Some Chicago toy stores are meeting the demand. Chicago's Timeless Toys carries Lottie dolls and GoldieBlox lines. Store manager, Scott Friedland, told Yerak the store sold seven times as many STEM dolls in 2015 as it did in 2014. And, GoldieBlox is the top-selling doll in the Lincoln Square toy store.
In an October, 2015 toy industry report, BMO Capital Markets called STEM toys one of five "new and emerging trends." A company called littleBits offers a library of electronics that snap together with magnets for invention and learning. It's owner, Ayeh Bdeir, is an engineer. NY1 covered an event recently where girls were taught how to use electronics in art projects.
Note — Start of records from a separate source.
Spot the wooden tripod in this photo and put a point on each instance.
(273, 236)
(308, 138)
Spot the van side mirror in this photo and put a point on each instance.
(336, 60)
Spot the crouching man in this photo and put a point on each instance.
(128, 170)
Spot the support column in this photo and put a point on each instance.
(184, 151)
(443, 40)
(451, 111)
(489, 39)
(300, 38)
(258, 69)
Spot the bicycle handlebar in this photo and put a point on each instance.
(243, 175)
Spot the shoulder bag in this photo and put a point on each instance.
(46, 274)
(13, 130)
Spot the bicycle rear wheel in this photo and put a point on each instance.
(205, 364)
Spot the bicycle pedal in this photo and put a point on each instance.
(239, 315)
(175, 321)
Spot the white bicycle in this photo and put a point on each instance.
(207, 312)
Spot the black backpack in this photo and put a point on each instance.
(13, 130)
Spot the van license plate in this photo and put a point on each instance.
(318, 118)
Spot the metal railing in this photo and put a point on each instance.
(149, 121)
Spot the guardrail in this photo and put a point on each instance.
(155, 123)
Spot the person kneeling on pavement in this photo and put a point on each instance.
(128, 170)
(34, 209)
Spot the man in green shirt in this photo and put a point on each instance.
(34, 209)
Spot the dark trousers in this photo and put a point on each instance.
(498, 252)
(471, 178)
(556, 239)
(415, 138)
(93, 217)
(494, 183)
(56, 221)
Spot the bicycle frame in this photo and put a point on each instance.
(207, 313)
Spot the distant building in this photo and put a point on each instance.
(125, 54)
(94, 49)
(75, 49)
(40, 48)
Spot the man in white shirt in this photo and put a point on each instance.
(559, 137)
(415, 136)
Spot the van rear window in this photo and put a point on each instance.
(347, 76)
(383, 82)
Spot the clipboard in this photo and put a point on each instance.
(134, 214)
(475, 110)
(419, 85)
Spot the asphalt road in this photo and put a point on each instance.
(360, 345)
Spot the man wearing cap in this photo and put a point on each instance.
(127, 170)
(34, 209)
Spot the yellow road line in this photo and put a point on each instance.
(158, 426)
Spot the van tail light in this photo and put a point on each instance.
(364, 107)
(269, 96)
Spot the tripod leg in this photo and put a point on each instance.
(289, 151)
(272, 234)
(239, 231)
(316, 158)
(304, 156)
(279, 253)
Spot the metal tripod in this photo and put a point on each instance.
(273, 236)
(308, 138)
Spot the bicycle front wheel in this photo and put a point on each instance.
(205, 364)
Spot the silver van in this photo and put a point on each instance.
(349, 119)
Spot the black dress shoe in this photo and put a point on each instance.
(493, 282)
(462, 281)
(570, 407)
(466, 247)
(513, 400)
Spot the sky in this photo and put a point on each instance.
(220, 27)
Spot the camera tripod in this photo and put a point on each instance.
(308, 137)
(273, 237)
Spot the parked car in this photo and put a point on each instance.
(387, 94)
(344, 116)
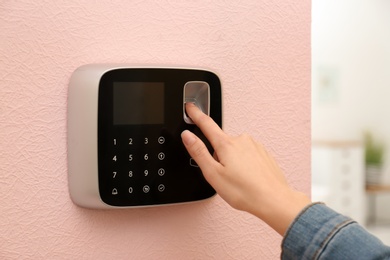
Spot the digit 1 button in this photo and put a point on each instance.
(161, 156)
(161, 140)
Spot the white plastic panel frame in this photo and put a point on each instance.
(82, 133)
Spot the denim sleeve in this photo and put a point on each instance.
(321, 233)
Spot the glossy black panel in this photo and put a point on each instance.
(142, 160)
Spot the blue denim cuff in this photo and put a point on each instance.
(310, 232)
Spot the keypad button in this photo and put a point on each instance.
(161, 140)
(161, 171)
(146, 189)
(193, 163)
(161, 156)
(161, 187)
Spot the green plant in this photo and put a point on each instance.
(373, 150)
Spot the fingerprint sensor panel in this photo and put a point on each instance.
(124, 127)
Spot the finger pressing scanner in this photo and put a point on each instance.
(124, 134)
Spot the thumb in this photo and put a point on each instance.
(198, 151)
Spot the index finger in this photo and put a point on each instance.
(210, 129)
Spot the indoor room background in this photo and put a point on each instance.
(260, 49)
(350, 97)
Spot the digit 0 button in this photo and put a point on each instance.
(161, 156)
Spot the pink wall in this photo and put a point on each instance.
(259, 48)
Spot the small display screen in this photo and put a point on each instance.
(138, 103)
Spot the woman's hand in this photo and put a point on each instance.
(243, 173)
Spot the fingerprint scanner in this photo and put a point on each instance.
(197, 92)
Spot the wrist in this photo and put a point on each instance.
(280, 211)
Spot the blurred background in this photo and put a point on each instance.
(350, 110)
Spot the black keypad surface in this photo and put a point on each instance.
(146, 163)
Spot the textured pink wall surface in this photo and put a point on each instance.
(259, 48)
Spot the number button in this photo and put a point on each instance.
(161, 187)
(161, 156)
(161, 171)
(146, 189)
(161, 140)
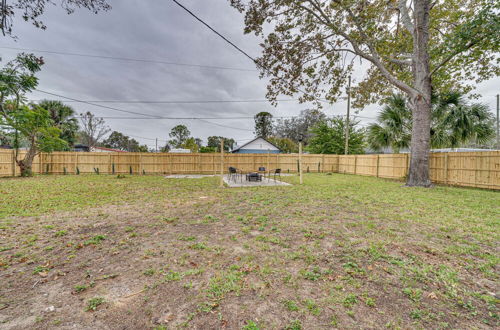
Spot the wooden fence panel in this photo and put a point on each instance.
(472, 169)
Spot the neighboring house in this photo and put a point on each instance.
(180, 151)
(257, 146)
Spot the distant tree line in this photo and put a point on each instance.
(456, 122)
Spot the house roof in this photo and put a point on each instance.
(109, 149)
(259, 137)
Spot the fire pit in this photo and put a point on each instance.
(254, 177)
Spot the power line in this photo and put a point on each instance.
(233, 45)
(144, 115)
(214, 31)
(129, 59)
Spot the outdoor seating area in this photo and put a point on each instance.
(259, 177)
(237, 175)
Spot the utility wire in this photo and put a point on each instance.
(129, 59)
(214, 31)
(144, 115)
(230, 127)
(232, 44)
(175, 102)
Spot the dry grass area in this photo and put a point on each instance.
(341, 251)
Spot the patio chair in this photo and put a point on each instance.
(275, 172)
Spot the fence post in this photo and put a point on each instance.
(170, 163)
(378, 165)
(140, 164)
(446, 168)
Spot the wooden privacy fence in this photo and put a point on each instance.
(473, 169)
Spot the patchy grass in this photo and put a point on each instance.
(339, 251)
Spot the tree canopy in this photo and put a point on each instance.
(33, 122)
(179, 134)
(214, 143)
(93, 129)
(263, 124)
(328, 137)
(310, 48)
(120, 141)
(297, 128)
(63, 117)
(32, 10)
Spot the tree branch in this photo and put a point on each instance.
(405, 17)
(452, 55)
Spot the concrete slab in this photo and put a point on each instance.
(243, 183)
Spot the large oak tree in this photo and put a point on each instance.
(312, 46)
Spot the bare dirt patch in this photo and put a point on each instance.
(185, 253)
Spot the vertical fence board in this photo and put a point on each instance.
(471, 169)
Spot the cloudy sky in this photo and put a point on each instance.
(161, 31)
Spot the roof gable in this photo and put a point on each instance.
(258, 143)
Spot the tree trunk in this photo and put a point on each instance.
(421, 100)
(26, 164)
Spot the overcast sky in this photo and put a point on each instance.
(161, 31)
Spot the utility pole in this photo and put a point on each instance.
(498, 124)
(346, 150)
(221, 162)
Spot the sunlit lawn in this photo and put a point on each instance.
(339, 251)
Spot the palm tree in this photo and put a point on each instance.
(63, 117)
(454, 122)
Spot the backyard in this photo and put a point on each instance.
(340, 251)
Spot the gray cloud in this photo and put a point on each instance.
(160, 30)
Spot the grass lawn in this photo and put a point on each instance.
(341, 251)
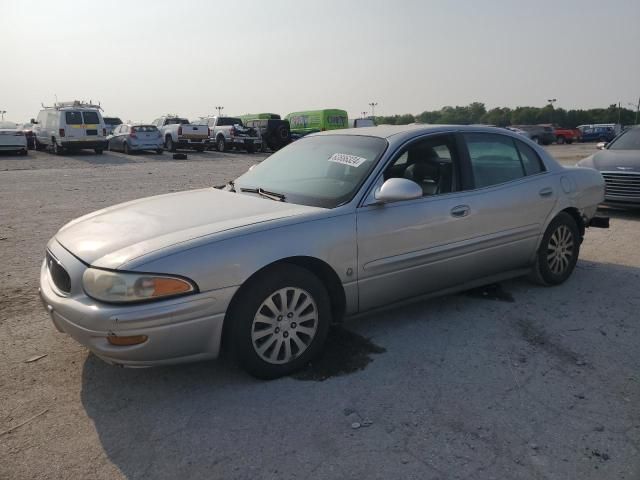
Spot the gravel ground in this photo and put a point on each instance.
(510, 382)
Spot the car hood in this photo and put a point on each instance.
(111, 237)
(629, 160)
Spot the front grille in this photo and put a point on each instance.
(58, 274)
(625, 185)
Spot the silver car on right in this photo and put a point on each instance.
(136, 137)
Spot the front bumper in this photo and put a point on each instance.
(179, 330)
(79, 144)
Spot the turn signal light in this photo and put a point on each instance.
(126, 341)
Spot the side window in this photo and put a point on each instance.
(432, 163)
(494, 159)
(73, 118)
(530, 159)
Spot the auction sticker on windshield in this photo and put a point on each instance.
(346, 159)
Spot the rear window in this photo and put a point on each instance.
(178, 121)
(229, 121)
(91, 117)
(73, 118)
(112, 121)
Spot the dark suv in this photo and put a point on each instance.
(275, 133)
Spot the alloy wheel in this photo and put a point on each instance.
(284, 325)
(560, 250)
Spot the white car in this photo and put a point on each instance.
(70, 126)
(12, 138)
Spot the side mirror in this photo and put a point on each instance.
(397, 189)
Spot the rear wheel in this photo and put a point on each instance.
(280, 321)
(558, 252)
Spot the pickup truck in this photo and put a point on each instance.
(226, 132)
(567, 135)
(179, 133)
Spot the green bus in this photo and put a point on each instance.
(317, 120)
(258, 116)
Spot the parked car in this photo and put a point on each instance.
(227, 132)
(12, 138)
(275, 133)
(178, 132)
(303, 123)
(361, 122)
(538, 133)
(597, 132)
(335, 224)
(134, 137)
(111, 123)
(566, 135)
(619, 164)
(70, 126)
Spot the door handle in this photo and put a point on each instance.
(460, 211)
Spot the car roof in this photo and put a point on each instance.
(388, 131)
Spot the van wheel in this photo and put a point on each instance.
(558, 252)
(221, 144)
(280, 321)
(169, 144)
(57, 149)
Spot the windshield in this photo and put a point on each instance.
(323, 171)
(228, 121)
(628, 140)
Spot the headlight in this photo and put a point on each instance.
(118, 287)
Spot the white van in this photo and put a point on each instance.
(70, 126)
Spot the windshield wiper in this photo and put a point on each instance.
(278, 197)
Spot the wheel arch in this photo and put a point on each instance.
(319, 268)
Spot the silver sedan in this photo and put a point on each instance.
(335, 224)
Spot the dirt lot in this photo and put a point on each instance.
(511, 382)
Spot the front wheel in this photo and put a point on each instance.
(558, 252)
(280, 321)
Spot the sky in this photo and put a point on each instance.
(143, 59)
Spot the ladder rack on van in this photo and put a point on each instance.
(75, 104)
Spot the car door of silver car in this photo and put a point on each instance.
(446, 238)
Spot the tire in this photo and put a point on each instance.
(221, 144)
(56, 149)
(277, 329)
(558, 252)
(169, 145)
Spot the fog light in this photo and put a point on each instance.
(126, 341)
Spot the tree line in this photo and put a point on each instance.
(476, 112)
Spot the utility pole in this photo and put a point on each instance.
(373, 106)
(551, 102)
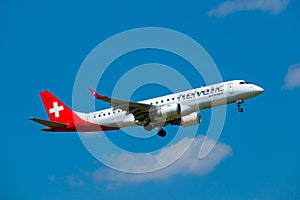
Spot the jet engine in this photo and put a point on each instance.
(190, 120)
(169, 110)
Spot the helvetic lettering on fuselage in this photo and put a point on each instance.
(174, 109)
(211, 92)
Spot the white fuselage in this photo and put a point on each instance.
(190, 101)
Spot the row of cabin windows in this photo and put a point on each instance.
(163, 101)
(120, 110)
(107, 113)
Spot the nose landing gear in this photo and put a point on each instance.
(162, 133)
(239, 103)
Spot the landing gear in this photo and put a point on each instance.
(162, 133)
(239, 103)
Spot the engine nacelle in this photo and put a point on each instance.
(169, 110)
(190, 120)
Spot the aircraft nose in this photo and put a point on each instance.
(258, 90)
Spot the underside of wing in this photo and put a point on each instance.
(49, 123)
(132, 107)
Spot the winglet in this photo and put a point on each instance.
(97, 96)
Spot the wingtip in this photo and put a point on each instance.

But, Yerak's article points out that Barbie still rules, according to online shopping tracker Adobe. The top five selling toys on cyber Monday included Barbie Dream House and Shopkins dolls, whose tagline is "Once you shop, you can't stop."
Mattel has a line of career Barbies, which include a scientist, doctor, and veterinarian, but the "I Can Be a Computer Engineer" Barbie ran into problems when its accompanying book portrayed Barbie as incompetent with her computer and needing help from boys to fix it. Mattel apologized and withdrew the book.
STEM dolls for girls are a starting point - a way to get girls exposed to those STEM subjects and hold their interests. There's still work to be done, but toys like GoldiBlox and Mighty Makers, which are building blocks and sets designed for girls, are a big step in the right direction. The market hasn't completely changed yet, but with each Lottie doll sold, a small impact can be made!